The primary CLI tool provides several commands:

```bash
❯ mlqtl --help
Usage: mlqtl [OPTIONS] COMMAND [ARGS]...

  mlQTL: Machine Learning for QTL Analysis

Options:
  --help  Show this message and exit.

Commands:
  gff2range   Convert GFF3 file to plink gene range format
  gtf2range   Convert GTF file to plink gene range format
  importance  Calculate feature importance and plot bar chart
  run         Run mlQTL analysis
```

For detailed instructions and API usage, please see the full [**documentation**](https://cbi.njau.edu.cn/mlqtl/doc).

-----

## 🧪 Example Walkthrough

### Step 1: Download Sample Data

Visit the [download page](https://cbi.njau.edu.cn/mlqtl/download/) to get `imputed_base_filtered_v0.7.vcf.gz`, `gene_location_range.txt`, and `grain_length.txt`.
Alternatively, use the following commands to download them:

```bash
wget https://cbi.njau.edu.cn/mlqtl/doc/download/imputed_base_filtered_v0.7.vcf.gz
wget https://cbi.njau.edu.cn/mlqtl/doc/download/gene_location_range.txt
wget https://cbi.njau.edu.cn/mlqtl/doc/download/grain_length.txt
```

> **Note:** The `gene_location_range.txt` is generated based on the GFF file of the reference genome.

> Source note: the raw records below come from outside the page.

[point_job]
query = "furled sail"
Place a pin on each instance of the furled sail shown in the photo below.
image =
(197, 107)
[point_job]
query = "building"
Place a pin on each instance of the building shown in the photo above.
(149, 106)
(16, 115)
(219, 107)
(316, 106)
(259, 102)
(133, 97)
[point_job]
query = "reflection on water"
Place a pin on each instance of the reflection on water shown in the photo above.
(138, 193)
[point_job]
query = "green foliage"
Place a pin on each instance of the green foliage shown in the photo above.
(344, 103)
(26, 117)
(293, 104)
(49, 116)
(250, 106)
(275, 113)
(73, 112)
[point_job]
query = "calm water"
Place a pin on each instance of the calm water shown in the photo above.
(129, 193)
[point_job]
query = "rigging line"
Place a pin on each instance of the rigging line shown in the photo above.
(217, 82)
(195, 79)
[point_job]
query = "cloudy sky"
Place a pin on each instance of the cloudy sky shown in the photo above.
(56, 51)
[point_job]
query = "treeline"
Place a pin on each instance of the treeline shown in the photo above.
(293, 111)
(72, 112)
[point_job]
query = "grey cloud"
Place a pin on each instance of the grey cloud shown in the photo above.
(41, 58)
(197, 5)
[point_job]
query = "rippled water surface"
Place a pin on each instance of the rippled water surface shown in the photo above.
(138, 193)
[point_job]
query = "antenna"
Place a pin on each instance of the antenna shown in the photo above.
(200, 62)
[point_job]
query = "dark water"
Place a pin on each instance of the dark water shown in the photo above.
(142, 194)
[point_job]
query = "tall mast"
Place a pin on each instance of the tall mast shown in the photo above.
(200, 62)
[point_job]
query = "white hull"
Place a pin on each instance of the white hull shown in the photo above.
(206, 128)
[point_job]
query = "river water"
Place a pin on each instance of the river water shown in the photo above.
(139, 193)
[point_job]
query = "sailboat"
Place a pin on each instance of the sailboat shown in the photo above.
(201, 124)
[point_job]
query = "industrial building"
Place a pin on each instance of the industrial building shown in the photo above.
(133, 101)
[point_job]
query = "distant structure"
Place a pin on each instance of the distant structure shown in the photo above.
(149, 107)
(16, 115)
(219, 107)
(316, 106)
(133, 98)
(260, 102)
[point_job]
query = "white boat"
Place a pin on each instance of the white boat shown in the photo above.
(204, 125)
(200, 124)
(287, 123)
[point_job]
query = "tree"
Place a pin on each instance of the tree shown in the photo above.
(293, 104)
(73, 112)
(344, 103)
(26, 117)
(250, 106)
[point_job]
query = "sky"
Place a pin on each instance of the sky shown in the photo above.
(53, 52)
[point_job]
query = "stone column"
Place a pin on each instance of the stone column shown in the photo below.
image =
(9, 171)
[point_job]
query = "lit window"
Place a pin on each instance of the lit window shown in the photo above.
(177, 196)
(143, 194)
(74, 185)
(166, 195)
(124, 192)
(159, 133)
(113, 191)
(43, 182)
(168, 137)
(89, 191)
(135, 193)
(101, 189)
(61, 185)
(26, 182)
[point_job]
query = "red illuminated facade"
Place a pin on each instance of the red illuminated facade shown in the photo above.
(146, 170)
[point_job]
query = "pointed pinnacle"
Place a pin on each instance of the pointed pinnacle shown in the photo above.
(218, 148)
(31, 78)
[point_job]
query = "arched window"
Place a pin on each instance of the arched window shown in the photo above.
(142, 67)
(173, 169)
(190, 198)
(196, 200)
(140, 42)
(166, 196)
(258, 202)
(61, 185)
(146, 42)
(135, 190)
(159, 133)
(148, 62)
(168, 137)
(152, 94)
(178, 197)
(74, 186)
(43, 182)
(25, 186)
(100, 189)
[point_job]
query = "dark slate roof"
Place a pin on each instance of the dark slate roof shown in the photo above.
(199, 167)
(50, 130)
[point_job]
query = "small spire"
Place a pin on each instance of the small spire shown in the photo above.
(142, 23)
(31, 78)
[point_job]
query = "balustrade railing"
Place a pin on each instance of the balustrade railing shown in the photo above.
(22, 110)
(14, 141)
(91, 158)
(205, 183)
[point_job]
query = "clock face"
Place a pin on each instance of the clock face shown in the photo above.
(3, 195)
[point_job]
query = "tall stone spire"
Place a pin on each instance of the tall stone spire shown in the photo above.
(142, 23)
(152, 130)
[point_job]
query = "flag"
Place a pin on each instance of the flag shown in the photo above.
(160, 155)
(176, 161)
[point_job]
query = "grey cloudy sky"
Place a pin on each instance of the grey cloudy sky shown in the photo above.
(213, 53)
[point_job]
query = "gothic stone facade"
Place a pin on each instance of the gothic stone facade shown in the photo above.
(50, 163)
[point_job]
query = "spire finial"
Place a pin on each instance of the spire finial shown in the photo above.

For details, please refer to the [documentation](https://cbi.njau.edu.cn/mlqtl/doc)

### Step 2: Preprocess the Data

Convert the VCF file to plink's binary format.

```bash
# Define the VCF file variable
vcf=imputed_base_filtered_v0.7.vcf.gz

# Run plink to convert and filter the data
plink --vcf ${vcf} \
      --snps-only \
      --allow-extra-chr \
      --make-bed \
      --double-id \
      --vcf-half-call m \
      --extract range gene_location_range.txt \
      --out imputed
```

### Step 3: Run mlQTL Analysis

**1. Run Analysis**

```bash
mlqtl run -g imputed \
          -p grain_length.txt \
          -r gene_location_range.txt \
          -j 64 \
          -o result
```

**2. Calculate SNP Importance**

```bash
mlqtl importance -g imputed \
                 -p grain_length.txt \
                 -r gene_location_range.txt \
                 --trait grain_length \
                 --gene Os03g0407400 \
                 -m DecisionTreeRegressor \
                 -o result
```

### 📊 Performance Benchmark

The `-j` option sets the number of parallel processes. Generally, the more processes you use, the shorter the runtime. The following benchmarks were conducted on an **AMD EPYC 7543 CPU**.

| Processes | Memory | Time |
| :---: | :----: | :----: |
| 1 | 1.76G | 5.5h |
| 2 | 2.22G | 2.5h |
| 4 | 3.15G | 1h |
| **8** | **5G** | **35min**|
| 16 | 8.74G | 19min|
| 32 | 16.18G | 10min|
| 64 | 31.04G | 6min |

Please select an appropriate number of processes based on your system's resources.